母さんがいなくなってからずっと誰かが傍にいてくれないと泣け叫びたくなるほどの恐怖に駆られるようになった俺の傍に、いつも蒼はいてくれて。
俺がそのことを何かがきっかけで思い出そうとすると、思い出さなくていい、まーくんは知らなくていい、大丈夫大丈夫って言いながら、毎回俺が落ち着くまで抱きしめててくれた。
あの時も、暗闇で玩具で弄ばれてずっと独りきりで辛くて寂しくて苦しくてもう死にたいと思っていた俺に、本当は思い出してほしいからあんなことしたくせに。
(…本当、蒼のばか…)
でも、もっとばかなのは、俺の方だ。
結局せっかく記憶を思い出しのに、蒼から媚薬を奪い取って全部記憶を消したくて、気がおかしくなるほど飲みまくった。
その前も俺は蒼にたくさん媚薬を飲まされてたけど、それをはるかに超えるくらい、たくさん飲んだ。

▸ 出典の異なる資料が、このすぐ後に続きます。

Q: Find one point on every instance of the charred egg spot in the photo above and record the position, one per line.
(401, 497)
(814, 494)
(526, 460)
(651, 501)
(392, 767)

それに蒼は、俺が”好き”だと言えば、離れていかない。もう、一人にしない。ずっと一緒にいてくれる。そう言ってくれたから…。
(だから、)
……だから、あの時、俺は蒼を”好き”になったんだ。
もっとずっと早くにそうしてれば楽だったんだろうけど、…ああやって暗闇に置いていかれて…初めて、あんなに強烈な恐怖を味わった。だから、元々一人が嫌いだったのに、…もっと嫌いになった。